I'm reading this collation of comments about emotional labor
and thinking. One of the segments is titled "Bonsai human"; it brought to mind the moment when the bloom finally came off the rose in my relationship with Greg. We were biking together in Black Rock City at night, going out to a party before finding out what was happening in the rest of the city. He had paused on an empty street to fiddle with his phone -- he was trying to get a wifi signal. I looked around, a little bored, and my eye lit on a camp off to the right.
"Ah, that's where Animal Control is this year," I said, cheerfully.
"What?" He looked up irritably and removed his headphones, which I hadn't realized he was wearing.
"I said that I found the Animal Control camp," I repeated patiently, and pointed.
He looked like I had just said that Martians have three heads. After a moment, he said, "Can I just... not listen to you unless you say something important?"
I couldn't think of a reply, and he went back to his phone. Still speechless, I left him to it and took off to find my own entertainment. I doubt he missed me.
Every time I think about it, I'm just flabbergasted that any caring human could say something like that to someone close to them. But he was so wrapped up in himself, he saw no reason to accommodate me.
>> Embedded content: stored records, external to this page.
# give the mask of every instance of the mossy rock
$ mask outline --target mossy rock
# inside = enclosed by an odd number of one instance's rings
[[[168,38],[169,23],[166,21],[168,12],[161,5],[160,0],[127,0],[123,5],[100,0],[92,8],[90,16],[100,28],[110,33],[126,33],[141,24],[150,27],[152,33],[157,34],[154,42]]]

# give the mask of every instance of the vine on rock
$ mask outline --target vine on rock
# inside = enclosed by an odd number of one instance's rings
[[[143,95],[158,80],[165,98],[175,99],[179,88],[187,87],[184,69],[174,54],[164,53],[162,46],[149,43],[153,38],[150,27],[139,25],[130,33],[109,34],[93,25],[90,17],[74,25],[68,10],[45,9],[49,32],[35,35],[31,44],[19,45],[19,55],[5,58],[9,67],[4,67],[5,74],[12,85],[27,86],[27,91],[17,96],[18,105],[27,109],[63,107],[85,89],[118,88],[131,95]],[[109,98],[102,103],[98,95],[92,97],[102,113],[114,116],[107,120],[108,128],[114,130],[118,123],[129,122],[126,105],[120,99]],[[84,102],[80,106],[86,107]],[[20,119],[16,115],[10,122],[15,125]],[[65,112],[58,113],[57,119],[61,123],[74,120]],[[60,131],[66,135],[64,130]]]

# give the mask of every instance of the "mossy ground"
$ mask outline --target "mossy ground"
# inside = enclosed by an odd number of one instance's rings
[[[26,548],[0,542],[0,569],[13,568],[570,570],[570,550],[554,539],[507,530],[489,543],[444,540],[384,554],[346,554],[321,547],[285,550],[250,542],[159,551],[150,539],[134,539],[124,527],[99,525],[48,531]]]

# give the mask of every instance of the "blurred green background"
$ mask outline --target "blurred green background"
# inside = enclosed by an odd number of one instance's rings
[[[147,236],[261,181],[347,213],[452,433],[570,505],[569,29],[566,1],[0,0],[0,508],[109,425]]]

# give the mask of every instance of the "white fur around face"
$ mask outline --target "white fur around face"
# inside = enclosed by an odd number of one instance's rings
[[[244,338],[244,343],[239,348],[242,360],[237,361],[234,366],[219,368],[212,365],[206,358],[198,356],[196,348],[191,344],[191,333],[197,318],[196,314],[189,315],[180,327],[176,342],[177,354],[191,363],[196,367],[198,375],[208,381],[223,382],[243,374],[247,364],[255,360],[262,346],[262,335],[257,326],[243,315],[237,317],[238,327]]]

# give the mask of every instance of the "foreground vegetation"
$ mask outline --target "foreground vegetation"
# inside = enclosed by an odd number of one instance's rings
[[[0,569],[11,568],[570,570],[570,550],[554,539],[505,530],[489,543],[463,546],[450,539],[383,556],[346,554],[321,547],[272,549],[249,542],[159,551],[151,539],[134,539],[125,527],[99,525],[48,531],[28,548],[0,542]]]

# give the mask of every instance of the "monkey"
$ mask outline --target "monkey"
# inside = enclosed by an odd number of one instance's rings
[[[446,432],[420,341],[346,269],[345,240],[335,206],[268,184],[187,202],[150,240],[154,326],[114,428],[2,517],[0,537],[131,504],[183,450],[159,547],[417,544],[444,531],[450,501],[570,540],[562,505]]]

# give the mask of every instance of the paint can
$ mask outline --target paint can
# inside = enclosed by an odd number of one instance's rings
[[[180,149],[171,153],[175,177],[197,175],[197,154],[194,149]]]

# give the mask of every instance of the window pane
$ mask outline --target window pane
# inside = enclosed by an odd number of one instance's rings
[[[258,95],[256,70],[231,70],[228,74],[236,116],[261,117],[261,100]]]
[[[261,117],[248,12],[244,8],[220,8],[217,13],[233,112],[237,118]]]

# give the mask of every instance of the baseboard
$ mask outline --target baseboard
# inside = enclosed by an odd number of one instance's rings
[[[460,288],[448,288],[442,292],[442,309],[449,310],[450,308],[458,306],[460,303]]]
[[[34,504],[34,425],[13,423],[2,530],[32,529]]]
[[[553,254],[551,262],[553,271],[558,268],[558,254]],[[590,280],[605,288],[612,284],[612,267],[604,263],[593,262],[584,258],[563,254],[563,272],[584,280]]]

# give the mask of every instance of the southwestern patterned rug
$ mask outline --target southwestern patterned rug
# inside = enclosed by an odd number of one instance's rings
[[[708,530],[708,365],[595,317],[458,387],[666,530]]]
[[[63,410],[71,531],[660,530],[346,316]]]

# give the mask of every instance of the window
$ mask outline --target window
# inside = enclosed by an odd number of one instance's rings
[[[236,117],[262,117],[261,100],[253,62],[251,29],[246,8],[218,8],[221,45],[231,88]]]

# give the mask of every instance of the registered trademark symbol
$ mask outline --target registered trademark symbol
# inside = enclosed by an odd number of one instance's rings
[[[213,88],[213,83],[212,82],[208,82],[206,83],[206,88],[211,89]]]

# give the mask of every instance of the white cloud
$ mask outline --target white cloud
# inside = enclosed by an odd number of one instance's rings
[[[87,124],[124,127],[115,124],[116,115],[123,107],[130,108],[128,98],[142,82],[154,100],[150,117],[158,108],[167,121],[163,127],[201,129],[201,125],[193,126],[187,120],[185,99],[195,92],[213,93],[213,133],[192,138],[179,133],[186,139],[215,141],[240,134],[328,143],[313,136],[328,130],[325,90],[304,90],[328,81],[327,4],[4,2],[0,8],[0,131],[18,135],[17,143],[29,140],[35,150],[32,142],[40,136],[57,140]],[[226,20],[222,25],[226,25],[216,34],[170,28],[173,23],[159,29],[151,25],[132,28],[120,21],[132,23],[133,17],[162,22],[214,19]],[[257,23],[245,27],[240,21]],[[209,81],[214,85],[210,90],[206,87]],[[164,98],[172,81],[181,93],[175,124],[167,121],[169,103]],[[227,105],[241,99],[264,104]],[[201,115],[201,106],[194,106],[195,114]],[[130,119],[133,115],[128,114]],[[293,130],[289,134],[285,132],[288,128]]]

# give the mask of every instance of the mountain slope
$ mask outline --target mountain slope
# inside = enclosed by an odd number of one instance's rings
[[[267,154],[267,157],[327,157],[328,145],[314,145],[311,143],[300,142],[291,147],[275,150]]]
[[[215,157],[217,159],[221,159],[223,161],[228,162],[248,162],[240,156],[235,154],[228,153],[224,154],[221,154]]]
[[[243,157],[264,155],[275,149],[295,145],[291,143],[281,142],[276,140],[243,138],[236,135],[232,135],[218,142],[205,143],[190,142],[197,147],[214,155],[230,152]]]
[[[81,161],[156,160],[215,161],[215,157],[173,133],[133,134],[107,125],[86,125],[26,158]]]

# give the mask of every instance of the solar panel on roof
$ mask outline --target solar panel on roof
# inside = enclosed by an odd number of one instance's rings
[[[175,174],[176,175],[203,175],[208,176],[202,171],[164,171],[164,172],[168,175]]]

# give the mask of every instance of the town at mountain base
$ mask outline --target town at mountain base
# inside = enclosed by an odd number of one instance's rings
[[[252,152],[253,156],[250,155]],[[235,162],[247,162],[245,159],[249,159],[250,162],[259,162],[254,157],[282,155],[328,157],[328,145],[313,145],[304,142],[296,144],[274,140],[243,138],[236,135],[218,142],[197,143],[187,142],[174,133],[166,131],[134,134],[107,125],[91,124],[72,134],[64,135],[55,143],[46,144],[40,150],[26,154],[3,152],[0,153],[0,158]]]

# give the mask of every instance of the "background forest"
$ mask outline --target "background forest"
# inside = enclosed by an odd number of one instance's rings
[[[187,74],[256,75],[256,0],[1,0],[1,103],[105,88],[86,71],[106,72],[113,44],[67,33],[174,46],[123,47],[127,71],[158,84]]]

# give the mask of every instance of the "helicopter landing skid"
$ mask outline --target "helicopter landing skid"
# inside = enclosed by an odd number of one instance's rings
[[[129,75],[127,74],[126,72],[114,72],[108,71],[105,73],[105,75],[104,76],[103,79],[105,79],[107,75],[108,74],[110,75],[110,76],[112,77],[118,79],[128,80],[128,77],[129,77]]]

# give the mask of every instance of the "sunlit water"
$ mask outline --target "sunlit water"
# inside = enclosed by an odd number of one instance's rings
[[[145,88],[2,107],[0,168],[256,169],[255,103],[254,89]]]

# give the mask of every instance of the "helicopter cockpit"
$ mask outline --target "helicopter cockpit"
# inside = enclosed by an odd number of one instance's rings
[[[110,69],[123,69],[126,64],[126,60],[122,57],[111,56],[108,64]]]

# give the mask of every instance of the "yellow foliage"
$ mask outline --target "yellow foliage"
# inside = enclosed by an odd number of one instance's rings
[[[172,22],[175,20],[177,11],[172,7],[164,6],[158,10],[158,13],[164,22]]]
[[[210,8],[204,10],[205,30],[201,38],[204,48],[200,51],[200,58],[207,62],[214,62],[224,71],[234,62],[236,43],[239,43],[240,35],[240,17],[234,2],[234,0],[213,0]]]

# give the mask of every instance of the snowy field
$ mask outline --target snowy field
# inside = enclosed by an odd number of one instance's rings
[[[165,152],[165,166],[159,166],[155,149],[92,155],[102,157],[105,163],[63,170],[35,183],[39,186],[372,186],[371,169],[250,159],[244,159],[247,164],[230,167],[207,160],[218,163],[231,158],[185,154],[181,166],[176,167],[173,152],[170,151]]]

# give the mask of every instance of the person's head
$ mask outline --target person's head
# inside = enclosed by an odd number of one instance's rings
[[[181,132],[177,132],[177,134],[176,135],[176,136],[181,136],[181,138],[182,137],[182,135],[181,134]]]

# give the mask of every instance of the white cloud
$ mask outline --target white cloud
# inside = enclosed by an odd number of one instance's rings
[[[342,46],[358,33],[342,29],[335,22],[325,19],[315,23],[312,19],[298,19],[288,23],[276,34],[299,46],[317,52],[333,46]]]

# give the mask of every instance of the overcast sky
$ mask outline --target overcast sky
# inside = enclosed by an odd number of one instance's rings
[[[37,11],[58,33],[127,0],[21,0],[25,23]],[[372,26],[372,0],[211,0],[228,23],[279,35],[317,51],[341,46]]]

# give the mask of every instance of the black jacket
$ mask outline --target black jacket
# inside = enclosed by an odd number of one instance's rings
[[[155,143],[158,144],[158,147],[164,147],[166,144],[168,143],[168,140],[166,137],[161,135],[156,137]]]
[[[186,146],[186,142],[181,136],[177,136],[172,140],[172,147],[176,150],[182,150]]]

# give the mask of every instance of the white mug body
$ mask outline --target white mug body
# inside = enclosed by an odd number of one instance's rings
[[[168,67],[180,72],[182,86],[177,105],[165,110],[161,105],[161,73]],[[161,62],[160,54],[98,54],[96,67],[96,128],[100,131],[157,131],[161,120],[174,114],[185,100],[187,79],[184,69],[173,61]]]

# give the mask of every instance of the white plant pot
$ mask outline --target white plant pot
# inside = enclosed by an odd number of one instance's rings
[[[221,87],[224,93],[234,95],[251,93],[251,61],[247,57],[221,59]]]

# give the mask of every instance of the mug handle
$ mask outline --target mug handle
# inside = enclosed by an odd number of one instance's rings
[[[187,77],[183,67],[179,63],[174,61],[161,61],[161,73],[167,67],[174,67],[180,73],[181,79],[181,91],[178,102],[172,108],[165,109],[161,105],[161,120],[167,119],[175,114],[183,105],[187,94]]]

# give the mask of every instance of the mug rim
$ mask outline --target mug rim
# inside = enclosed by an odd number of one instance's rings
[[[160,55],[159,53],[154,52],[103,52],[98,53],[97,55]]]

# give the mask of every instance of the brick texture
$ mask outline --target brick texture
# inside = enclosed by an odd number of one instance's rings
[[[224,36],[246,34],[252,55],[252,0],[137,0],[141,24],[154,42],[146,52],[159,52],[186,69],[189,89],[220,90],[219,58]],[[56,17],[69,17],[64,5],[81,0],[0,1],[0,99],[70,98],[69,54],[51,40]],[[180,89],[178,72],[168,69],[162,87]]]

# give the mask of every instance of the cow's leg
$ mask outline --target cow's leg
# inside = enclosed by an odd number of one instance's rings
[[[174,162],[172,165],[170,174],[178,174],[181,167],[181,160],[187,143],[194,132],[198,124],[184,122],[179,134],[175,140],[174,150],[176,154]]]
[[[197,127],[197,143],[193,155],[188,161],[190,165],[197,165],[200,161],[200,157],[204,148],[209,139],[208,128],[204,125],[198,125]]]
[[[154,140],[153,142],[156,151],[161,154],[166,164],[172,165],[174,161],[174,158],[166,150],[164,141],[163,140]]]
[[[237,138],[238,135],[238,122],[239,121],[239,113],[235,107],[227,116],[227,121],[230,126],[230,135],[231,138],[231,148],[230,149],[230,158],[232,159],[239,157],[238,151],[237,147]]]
I would listen to him rattle on about whatever amused or entertained him, even if it was stale or uninteresting to me, because I wanted to show that I cared about what he had to say. Even if it was unimportant in my eyes.
Emotional labor is always extending yourself to listen and empathize. It's a slap in the face when it's not just overlooked, but they make it very clear that they will not do the same for you.